Irving Penn: Small Trades by Virginia A. Heckert and Anne LacosteGetty Publications, 2009

When I quoted a passage from Proust about the “litanies of the small trades”, Carol mentioned this book of Irving Penn’s photographs of workers in Paris (and also New York and London) from 1950 and 1951. I’d mostly known about Penn’s fashion work or portraits of celebrities and society people (I’m thinking of pictures like this), but clearly he has a broad body of work: fashion photography and portraits, yes, but also pictures like this excellent one of an “on vacation” sign in the window of what I’m guessing is a tailor shop, or this one from the “Underfoot” series.

In the introduction to this book, Virginia A. Heckert and Anne Lacoste write about the background of these pictures, noting that the project was one that Penn had “long envisioned based on his admiration of Eugène Atget’s photographs of workers and the larger, centuries-old tradition of representing the petits-métiers, or “small trades”” (p 10). Penn had two helpers who worked to find potential subjects and bring them to Penn’s studio, dressed in their work clothes and carrying the tools of their trade. I love this description of it: “Enticed by a token payment, sellers of cheese, cucumbers, newspapers, and balloons climbed the six flights of stairs to the rented studio, as did repairers of ceramics, knives, chair cane, shoes, and windows; mailmen, firemen, and coalmen; butchers, bread makers, and pastry chefs” (ibid.).

The 210 photographs reproduced in this book are a mixture of gelatin silver prints and platinum/palladium prints: as the introduction explains, Penn mastered the platinum/palladium process later in his career, and returned to the negatives from this series, sometimes reprinting the same images he’d already made gelatin silver prints of, and sometimes choosing new images entirely. Both are pleasing, but I think I like the gelatin silver ones more: the platinum/palladium prints are often darker, more atmospheric, but I felt like I could see more in the gelatin silver ones. Speaking of seeing: you can see some of the images online at the Getty Museum’s site (here, but seeing them on the screen isn’t as nice as seeing them on paper, and I’m sure seeing them in a book isn’t as good as seeing them in person.

But even in a book, there is lots to like here. I love the detail and specificity of these images, how they capture a vanished world, how tangible it all is, how seeing these workers makes you imagine the cities in which they worked, the Paris where a glazier carries a wooden frame on his back or the New York where a stevedore carries a great big branch bearing more than fifty bananas.

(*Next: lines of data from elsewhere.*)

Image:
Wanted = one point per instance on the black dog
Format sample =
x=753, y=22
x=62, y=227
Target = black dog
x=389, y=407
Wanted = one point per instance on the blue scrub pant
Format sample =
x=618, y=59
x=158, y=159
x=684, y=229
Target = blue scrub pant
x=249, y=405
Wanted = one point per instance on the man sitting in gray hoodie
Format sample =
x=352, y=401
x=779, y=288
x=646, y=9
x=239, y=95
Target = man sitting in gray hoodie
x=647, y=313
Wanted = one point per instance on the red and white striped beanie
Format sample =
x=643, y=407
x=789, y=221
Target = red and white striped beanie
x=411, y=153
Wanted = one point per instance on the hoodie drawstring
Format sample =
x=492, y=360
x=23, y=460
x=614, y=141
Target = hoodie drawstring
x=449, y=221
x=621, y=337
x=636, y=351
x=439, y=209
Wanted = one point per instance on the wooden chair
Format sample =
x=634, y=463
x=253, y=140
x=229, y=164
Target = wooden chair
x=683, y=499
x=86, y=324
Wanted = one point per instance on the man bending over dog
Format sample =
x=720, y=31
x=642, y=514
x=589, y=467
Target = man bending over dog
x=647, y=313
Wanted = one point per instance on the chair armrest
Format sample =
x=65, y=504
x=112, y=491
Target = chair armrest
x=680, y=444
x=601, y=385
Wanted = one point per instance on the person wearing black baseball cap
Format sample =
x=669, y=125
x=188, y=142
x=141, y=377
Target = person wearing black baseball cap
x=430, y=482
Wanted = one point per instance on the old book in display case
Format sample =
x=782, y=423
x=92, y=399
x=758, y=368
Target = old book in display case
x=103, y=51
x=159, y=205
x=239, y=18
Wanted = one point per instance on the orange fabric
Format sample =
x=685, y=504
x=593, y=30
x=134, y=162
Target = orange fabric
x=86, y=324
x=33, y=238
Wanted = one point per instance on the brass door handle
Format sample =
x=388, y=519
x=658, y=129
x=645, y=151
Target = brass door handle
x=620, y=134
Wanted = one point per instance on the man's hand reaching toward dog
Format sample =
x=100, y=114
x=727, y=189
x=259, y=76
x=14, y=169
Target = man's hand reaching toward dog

The way the subjects are photographed, standing against a simple paper backdrop, means your eye is drawn to the details of the person or his or her clothes or tools: the quizzical expression of the knife grinder with a cigarette in his mouth, the flour-covered shoes of a pair of pastry chefs. Highlights for me: the grace of a white-haired “lady acrobat” standing there holding a trio of hoops; the street photographer with his camera and his cigar, and the humor of that picture—the mirroredness of it; the chestnut vendor with his sign announcing that chestnuts are “GOOD FOR THE BRAIN” (is that a book tucked under his arm?); the busboy at a Parisian restaurant, facing away from the camera, the V of his big white apron mirroring the V of his feet, the folds of a napkin tucked under his arm; a pair of smiling lorry washers, one holding his brush with the bristles up, the other holding his with the bristles down, both of them in thigh-high waders; a Parisian telegraph messenger—with his bicycle, of course. Sometimes it’s the juxtapositions that are wonderful: a woman news seller in London tilts her head and looks assuredly at the camera; at her waist is a rumpled and partly obscured sheet of paper announcing, in big black type, “FOOTBALL RESULTS” and “EVENING NEWS.” This woman has broad shoulders, a hat with a feather in it, and a wide stance; one hand clutches a newspaper and the other’s in her bag, and the overall effect is that she looks like someone used to moving through busy streets. Opposite is a nurse, a younger woman, standing very straight, ankles close, hands clasped, all narrow shoulders and narrow waist, lipstick and a starched collar: someone who looks like her working hours, at least, are much more decorous.